As we undertake this new process, I deviated from my core mission here by taking the time to upgrade my development box to a new operating system — xubuntu 11.10, in my case. My development box is an old Compaq desktop computer that I bought at a surplus reseller for less than $100 a few years ago and which I’ve used to hack around on. My MacBook Pro (and, by extension, yours) is just fine for this purpose. If you’re anything like me, though, you have tons of other stuff on your main computer, including games and other time wasters, that might distract you.
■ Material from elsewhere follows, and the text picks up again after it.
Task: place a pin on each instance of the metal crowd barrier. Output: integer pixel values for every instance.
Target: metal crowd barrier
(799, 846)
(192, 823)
My venerable dev box came equipped with a 20 GB hard drive and was, until a few moments ago, installed with xubuntu 9.04, which had pieces missing after I tried to update 9.04 to 10.10, but ended up removing lots of pieces that made things work predictably (including causing it to lose the ability to see my wired network). 20 GB of space isn’t very much space these days. A local hardware surplus vendor started selling 250 GB IDE drives for $29 each, so I decided it would be better just to migrate all my old data later and get started here with a clean installation of the latest version of xubuntu.
After trying to wrestle the old small hard drive out of the dev box, I resorted to removing the master jumper, installing the new big hard drive, and installing xubuntu 11.10 from a CD I burned with my MacBook Pro. I could have simply upgraded xubuntu 9.04 to 11.10, but I opted to go for a clean install on the bigger drive. I’ll migrate the postgresql database from the little drive later.
Things to install:
- mysql
- apache
- postgresql
- python 3
- rails 3
- ruby 1.9.1
- sqlite
- google chrome
- vim
Tomorrow, it looks like I’m working on getting things installed, running, and configured for my development purposes.